Modeling and Prediction of Outcome for the Superovulation Stage in In-Vitro Fertilization(IVF)
|Yenkie KM1,2, Diwekar UM1,2* and Bhalerao V3|
|1Department of Bioengineering, University of Illinois, Chicago, IL 60607, USA|
|2Center for Uncertain Systems: Tools for Optimization & Management (CUSTOM), Vishwamitra Research Institute, Clarendon Hills, IL 60514, USA|
|3Jijamata Hospital, Nanded, Maharashtra, India|
|*Corresponding Author :||Urmila M Diwekar
Center for Uncertain Systems: Tools for Optimization & Management (CUSTOM)
Vishwamitra Research Institute, Clarendon Hills, IL 60514, USA
E-mail: [email protected]
|Received January 29, 2014; Accepted April 27, 2014; Published April 27, 2014|
|Citation: Yenkie KM, Diwekar UM, Bhalerao V (2014) Modeling and Prediction of Outcome for the Superovulation Stage in In-Vitro Fertilization (IVF). J Fertil In Vitro IVF Worldw Reprod Med Genet Stem Cell Biol 2:122. doi: 10.4172/jfiv.1000122|
|Copyright: © 2014 Yenkie KM, et al. This is an open-access article distributed under the terms of the Creative Commons Attribution License, which permits unrestricted use, distribution, and reproduction in any medium, provided the original author and source are credited.|
Background: IVF is divided into four stages: superovulation, egg-retrieval, fertilization and embryo transfer. The superovulation stage has specific protocols which include daily injections of hormones, decided by regular monitoring and testing involving cost intensive methods like ultrasound, to enable multiple ovulations per menstrual cycle. However, there is a lack of systematic planning and hormonal dosage prediction for successful superovulation using apriori information.

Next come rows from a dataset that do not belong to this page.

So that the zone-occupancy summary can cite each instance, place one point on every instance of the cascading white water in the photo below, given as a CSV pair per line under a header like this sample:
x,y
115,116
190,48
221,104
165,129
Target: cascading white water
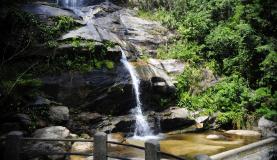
x,y
71,4
142,127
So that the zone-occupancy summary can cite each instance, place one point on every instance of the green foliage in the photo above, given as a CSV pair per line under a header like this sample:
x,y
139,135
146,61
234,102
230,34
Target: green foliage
x,y
234,39
229,98
269,70
195,25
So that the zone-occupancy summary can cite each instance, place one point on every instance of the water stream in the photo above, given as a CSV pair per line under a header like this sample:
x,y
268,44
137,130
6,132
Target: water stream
x,y
142,129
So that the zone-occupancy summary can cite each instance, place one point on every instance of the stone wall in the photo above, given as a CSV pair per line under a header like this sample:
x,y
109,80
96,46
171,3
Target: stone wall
x,y
262,150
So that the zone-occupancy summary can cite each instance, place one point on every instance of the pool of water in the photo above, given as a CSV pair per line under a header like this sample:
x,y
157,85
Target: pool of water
x,y
185,145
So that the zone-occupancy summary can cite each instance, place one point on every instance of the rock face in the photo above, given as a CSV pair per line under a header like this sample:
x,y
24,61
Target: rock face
x,y
175,118
53,132
103,91
267,127
107,21
216,137
244,132
47,11
59,114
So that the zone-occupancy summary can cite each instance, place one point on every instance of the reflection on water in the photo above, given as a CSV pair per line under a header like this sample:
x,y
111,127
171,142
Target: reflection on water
x,y
186,145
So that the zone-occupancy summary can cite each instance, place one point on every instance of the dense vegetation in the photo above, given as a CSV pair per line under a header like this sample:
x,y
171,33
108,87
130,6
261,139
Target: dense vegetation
x,y
236,39
22,66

Methods: This work aims at developing a systematic outcome projection method for superovulation based on initial observations in an IVF cycle. The information about the size range and number of follicles was transformed to moment based information using the mathematical approach from crystallization literature. The follicle growth was modeled as a function of injected hormones and the properties of the follicles were represented in terms of moments. The model parameters were estimated using the data obtained from initial two days of observation. This information was used to project the follicle size distribution for the remaining cycle days.
Results and Conclusion: The model assumptions and its correlation to batch crystallization prove promising on comparison of the simulated follicle size and number to the observed data for the patients. The model prediction accuracy is determined by the statistical analysis of clinical data available for 50 superovulation cycles. Thus, it can act as an indicator for the success or failure of the ongoing superovulation stage in the IVF cycle and the decision whether to continue with the procedure or abandon it and start from donor eggs can be made, thus saving treatment cost and time on unsuccessful attempts.